5.Strafbaarheid van de feiten

De bewezen geachte feiten zijn volgens de wet strafbaar. Het bestaan van een rechtvaardigingsgrond is niet aannemelijk geworden.

6.Strafbaarheid van verdachte

Er is geen omstandigheid aannemelijk geworden die de strafbaarheid van verdachte uitsluit. Verdachte is dan ook strafbaar.
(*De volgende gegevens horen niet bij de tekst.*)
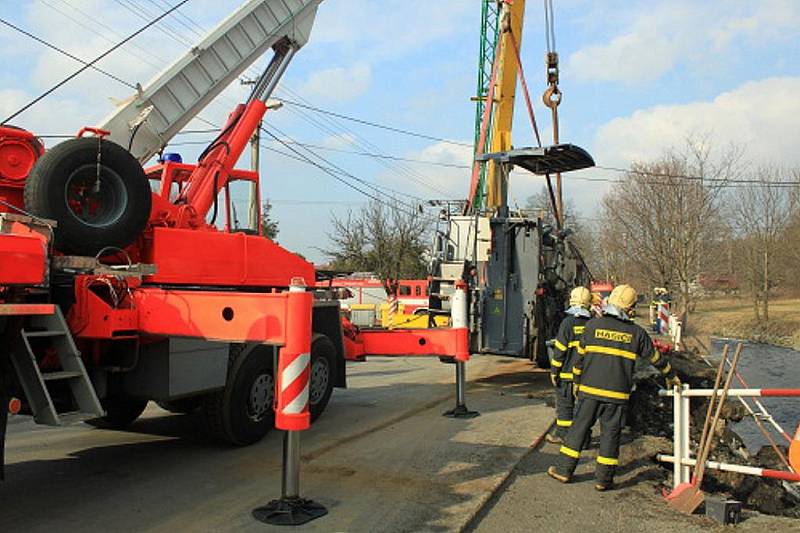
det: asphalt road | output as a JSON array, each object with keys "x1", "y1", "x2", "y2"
[
  {"x1": 0, "y1": 357, "x2": 552, "y2": 533},
  {"x1": 466, "y1": 428, "x2": 800, "y2": 533}
]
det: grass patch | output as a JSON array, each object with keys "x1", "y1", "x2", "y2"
[{"x1": 688, "y1": 298, "x2": 800, "y2": 349}]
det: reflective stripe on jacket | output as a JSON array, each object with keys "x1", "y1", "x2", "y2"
[
  {"x1": 550, "y1": 315, "x2": 589, "y2": 381},
  {"x1": 573, "y1": 315, "x2": 671, "y2": 403}
]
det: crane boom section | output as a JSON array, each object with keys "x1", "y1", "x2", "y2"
[
  {"x1": 98, "y1": 0, "x2": 322, "y2": 163},
  {"x1": 486, "y1": 0, "x2": 525, "y2": 210}
]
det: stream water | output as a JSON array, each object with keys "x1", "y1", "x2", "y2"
[{"x1": 711, "y1": 337, "x2": 800, "y2": 453}]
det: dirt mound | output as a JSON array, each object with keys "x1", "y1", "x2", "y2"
[{"x1": 628, "y1": 353, "x2": 800, "y2": 518}]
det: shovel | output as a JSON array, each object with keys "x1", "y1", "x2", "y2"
[
  {"x1": 669, "y1": 343, "x2": 742, "y2": 514},
  {"x1": 789, "y1": 425, "x2": 800, "y2": 472},
  {"x1": 666, "y1": 344, "x2": 729, "y2": 507}
]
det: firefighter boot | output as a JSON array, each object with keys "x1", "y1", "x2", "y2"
[{"x1": 547, "y1": 466, "x2": 570, "y2": 483}]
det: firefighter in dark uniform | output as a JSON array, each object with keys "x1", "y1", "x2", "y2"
[
  {"x1": 547, "y1": 285, "x2": 680, "y2": 491},
  {"x1": 545, "y1": 287, "x2": 592, "y2": 444}
]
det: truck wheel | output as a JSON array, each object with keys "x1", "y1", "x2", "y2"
[
  {"x1": 25, "y1": 137, "x2": 152, "y2": 255},
  {"x1": 97, "y1": 396, "x2": 147, "y2": 429},
  {"x1": 308, "y1": 333, "x2": 336, "y2": 422},
  {"x1": 156, "y1": 396, "x2": 202, "y2": 415},
  {"x1": 202, "y1": 345, "x2": 275, "y2": 446}
]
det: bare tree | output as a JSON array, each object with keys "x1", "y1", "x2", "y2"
[
  {"x1": 324, "y1": 202, "x2": 431, "y2": 279},
  {"x1": 730, "y1": 165, "x2": 798, "y2": 321},
  {"x1": 602, "y1": 138, "x2": 741, "y2": 324}
]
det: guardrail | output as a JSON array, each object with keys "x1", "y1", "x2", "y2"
[{"x1": 656, "y1": 385, "x2": 800, "y2": 487}]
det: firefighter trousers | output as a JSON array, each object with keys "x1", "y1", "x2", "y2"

7.Motivering van de straffen en maatregelen

7.1.
Eis van de officier van justitie
De officier van justitie heeft de rechtbank verzocht een gevangenisstraf voor de duur van zes maanden op te leggen, waarvan twee maanden voorwaardelijk, met een proeftijd van twee jaren en aftrek van de tijd die verdachte in voorarrest heeft doorgebracht. Als bijzondere voorwaarden dienen de bijzondere voorwaarden zoals door de reclassering geadviseerd in haar rapport van 13 januari 2025 te worden opgelegd.
7.2.
Standpunt van de verdediging
De raadsman heeft verzocht een onvoorwaardelijke taakstraf in combinatie met een (al dan niet deels) voorwaardelijke gevangenisstraf op te leggen, met aftrek van de dagen die verdachte al heeft doorgebracht in voorlopige hechtenis, waaraan de geadviseerde bijzondere voorwaarden kunnen worden verbonden.
7.3.
Oordeel van de rechtbank
De hierna te noemen strafoplegging is in overeenstemming met de ernst van het bewezen geachte, de omstandigheden waaronder dit is begaan en de persoon van verdachte, zoals daarvan ter terechtzitting is gebleken. De rechtbank heeft in het bijzonder het volgende laten meewegen.
De aard en de ernst van het feit
Verdachte heeft zich schuldig gemaakt aan een poging tot zware mishandeling van [slachtoffer 1] en het openlijk in vereniging plegen van geweld tegen [slachtoffer 1] , [aangever 2] , [aangever] en [aangever 3] . Verdachte heeft samen met een groep ’s nachts in een openbare parkeergarage zonder enige aanleiding geweldshandelingen verricht tegen een groep onbekende jongens. Deze jongens werden na het uitgaan overvallen door geweld zonder daar zelf enig aandeel in te hebben. Dat verdachte zijn gedrag wijt aan overvloedig alcoholgebruik is geen excuus en doet niet af aan de ernst van zijn handelingen. Dat [slachtoffer 1] bovendien niet ernstiger gewond is geraakt, is niet aan verdachte te danken. Verdachte heeft met zijn handelen op grove wijze inbreuk gemaakt op de lichamelijke integriteit van [slachtoffer 1] , [aangever 2] , [aangever 3] en [aangever] . Het is daarnaast een feit van algemene bekendheid dat slachtoffers van dergelijke geweldsdelicten zich nog gedurende langere tijd angstig en onveilig kunnen voelen en psychische gevolgen van het gebeurde kunnen ondervinden. Dat dit incident psychische impact heeft gehad op aangevers volgt ook uit hun vorderingen tot schadevergoeding.
Volgens de LOVS-oriëntatiepunten geldt als uitgangspunt (bij een voltooide zware mishandeling door middel van trappen/schoppen tegen het hoofd) een onvoorwaardelijke gevangenisstraf van zes maanden. Bij een poging gaat daar een derde van af.
In strafverzwarende zin laat de rechtbank echter meewegen dat het hier gaat om (zinloos) uitgaansgeweld dat in vereniging is gepleegd. Uitgaansgeweld heeft een enorme invloed op het veiligheidsgevoel van de samenleving in het algemeen en dat van slachtoffers en getuigen van uitgaansgeweld in het bijzonder.
Persoon van de verdachte
De rechtbank heeft zich rekenschap ervan gegeven dat verdachte nog jong is (20 jaar ten tijde van het delict en de behandeling ter terechtzitting) en niet eerder is veroordeeld voor een geweldsdelict.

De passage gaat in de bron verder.